Last year was a brilliant year as home values rose almost everywhere at a record pace and total property values in Australia surged by nearly $2 trillion. However, in the future, the rate of real estate price growth will slow down for a number of reasons including:
- Affordability is limited: Low interest rates in the past have caused real estate prices to rise 20-30% higher than at the beginning of the cycle. As interest rates have risen and workers’ wage growth is still modest, many individuals will not have enough money to buy a home at the moment.
- Pent-up demand is dwindling: The Covid-19 epidemic has delayed many families’ moving plans. So, when life stabilized again, the housing market became extremely active. However, this demand is decreasing over time.
- Fomo (fear of missing out) is gone: Buyers are being more cautious and taking more time before deciding. While last year, the buyers tended to be in a hurry.
2. Importance of amenities and neighborhoods
High-quality, comfortable properties are receiving more attention. As buyer preferences change, some people will be willing to pay more for properties that meet the criteria, with a little more space and security.
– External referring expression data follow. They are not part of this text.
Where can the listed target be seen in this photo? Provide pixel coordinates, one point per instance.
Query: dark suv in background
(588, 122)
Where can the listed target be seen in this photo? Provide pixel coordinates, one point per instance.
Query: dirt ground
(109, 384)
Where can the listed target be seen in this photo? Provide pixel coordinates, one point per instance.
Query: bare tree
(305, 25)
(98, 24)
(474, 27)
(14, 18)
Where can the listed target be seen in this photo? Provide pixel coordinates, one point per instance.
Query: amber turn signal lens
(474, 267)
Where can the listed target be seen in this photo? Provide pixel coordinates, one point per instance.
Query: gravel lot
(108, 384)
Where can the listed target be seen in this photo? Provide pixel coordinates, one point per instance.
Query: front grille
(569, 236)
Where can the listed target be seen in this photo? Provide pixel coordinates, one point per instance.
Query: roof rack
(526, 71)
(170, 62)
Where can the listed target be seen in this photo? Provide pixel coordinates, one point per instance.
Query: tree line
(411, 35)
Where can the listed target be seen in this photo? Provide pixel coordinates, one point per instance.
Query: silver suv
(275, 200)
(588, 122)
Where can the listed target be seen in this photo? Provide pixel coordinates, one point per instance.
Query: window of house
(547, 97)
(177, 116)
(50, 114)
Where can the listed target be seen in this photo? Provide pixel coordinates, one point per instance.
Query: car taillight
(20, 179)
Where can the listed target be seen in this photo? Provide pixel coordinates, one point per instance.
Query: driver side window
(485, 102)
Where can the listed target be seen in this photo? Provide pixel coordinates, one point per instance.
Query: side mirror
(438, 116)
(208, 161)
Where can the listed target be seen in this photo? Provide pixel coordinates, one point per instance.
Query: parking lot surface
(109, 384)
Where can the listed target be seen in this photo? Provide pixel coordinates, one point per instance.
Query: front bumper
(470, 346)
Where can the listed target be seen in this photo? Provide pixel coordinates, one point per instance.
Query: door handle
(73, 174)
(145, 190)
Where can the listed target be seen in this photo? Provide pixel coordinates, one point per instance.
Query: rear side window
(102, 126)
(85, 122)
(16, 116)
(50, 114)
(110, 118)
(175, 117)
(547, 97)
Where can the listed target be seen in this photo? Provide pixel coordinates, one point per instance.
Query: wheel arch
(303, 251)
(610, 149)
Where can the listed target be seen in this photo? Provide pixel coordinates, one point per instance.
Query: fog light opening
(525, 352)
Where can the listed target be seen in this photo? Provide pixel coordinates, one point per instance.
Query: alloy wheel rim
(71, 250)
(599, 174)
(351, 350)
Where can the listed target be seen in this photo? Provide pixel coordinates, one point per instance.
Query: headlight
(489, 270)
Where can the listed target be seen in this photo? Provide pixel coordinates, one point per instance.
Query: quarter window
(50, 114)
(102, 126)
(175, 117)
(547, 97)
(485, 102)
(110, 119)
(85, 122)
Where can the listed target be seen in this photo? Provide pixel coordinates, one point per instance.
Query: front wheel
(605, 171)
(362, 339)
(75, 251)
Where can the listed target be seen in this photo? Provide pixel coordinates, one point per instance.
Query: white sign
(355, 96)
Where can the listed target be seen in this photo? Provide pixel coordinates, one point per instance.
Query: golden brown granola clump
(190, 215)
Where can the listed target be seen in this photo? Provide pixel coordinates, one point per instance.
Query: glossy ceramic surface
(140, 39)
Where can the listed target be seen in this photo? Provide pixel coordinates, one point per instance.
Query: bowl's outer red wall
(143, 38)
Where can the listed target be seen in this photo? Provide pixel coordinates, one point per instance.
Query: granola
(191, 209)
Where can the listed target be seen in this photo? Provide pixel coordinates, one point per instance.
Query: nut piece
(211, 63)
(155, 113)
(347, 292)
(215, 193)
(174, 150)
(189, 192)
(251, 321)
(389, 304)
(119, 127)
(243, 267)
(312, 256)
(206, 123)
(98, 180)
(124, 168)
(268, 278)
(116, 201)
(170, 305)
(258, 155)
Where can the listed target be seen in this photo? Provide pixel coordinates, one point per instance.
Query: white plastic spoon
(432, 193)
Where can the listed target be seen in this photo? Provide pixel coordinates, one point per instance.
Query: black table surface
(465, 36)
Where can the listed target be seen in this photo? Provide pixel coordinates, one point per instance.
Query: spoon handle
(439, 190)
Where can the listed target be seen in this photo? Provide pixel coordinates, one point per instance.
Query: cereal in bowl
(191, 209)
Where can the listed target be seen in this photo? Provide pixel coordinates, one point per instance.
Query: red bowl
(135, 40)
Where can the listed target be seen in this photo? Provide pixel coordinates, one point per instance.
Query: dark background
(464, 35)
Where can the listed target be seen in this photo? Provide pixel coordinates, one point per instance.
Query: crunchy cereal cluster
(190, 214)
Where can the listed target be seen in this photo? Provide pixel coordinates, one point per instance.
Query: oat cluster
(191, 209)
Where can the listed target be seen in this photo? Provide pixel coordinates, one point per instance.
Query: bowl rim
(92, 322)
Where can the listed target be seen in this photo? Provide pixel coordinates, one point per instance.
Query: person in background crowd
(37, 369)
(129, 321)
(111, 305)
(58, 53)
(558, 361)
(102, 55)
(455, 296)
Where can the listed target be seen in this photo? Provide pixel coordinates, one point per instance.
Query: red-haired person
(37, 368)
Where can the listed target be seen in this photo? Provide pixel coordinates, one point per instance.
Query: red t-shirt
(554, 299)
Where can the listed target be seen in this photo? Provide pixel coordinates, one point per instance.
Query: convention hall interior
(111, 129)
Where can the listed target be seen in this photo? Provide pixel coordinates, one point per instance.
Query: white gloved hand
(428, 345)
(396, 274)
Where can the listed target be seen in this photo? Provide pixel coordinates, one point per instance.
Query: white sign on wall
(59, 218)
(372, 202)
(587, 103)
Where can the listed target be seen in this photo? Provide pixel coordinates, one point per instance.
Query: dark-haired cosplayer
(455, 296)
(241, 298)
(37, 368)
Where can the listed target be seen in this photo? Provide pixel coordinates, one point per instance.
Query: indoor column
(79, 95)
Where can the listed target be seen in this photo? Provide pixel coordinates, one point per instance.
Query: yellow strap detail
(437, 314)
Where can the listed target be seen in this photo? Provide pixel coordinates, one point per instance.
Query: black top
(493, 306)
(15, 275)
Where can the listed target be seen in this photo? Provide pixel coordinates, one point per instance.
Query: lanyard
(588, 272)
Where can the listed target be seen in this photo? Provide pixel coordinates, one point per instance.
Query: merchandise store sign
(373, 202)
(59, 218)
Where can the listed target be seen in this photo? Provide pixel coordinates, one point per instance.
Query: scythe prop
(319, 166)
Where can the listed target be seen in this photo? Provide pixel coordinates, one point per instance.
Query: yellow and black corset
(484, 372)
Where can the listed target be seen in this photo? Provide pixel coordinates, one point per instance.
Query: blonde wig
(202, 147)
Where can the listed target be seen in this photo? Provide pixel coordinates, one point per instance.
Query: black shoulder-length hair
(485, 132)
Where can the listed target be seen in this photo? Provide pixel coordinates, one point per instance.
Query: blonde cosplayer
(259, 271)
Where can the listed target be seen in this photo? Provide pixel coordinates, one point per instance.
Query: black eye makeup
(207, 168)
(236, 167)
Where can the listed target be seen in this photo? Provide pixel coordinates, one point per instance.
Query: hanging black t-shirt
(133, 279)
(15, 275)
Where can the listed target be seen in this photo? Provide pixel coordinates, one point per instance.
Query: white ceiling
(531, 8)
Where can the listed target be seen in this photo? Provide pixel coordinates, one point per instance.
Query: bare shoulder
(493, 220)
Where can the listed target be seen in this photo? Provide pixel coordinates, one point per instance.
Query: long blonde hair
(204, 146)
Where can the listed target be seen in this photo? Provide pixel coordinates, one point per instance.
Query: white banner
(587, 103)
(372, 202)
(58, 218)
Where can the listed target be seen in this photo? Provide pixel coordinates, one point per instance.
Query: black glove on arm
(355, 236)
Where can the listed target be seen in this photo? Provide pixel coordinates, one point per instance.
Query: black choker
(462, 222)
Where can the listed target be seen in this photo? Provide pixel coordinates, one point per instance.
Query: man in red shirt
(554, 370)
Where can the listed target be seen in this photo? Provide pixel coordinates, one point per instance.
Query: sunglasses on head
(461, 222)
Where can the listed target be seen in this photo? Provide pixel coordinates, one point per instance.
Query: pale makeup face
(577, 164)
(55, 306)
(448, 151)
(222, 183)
But the factors are not limited to the property itself, a “liveable” location will also play an important role.
Many families today are willing to pay extra to be able to work, live and play within a 20-minute drive, bike or walk from home. They will look for nearby amenities such as shopping, business services, education, public utilities, entertainment and sports, etc.
3. Rent will increase sharply
Demand for rent is still growing while the vacancy rate is very low, which will cause rents to continue to increase throughout 2022.
Especially when Australia has opened its borders, it will continue to increase the demand for rent because most immigrants will choose to rent first rather than buy. In addition, when foreign students return, rental apartments near universities and educational institutions will quickly fill up.
4. Rapidly growing economy
The Australian economy will continue to grow and unemployment will fall. Accordingly, more new jobs will be created. As the economy and people’s quality of life improve, the real estate market will also follow the rapid development momentum.
5. Real estate will always be a potential investment channel to attract investors
As rents continue to rise and first-time homebuyers drop, strategic investors with long-term goals will start entering the market.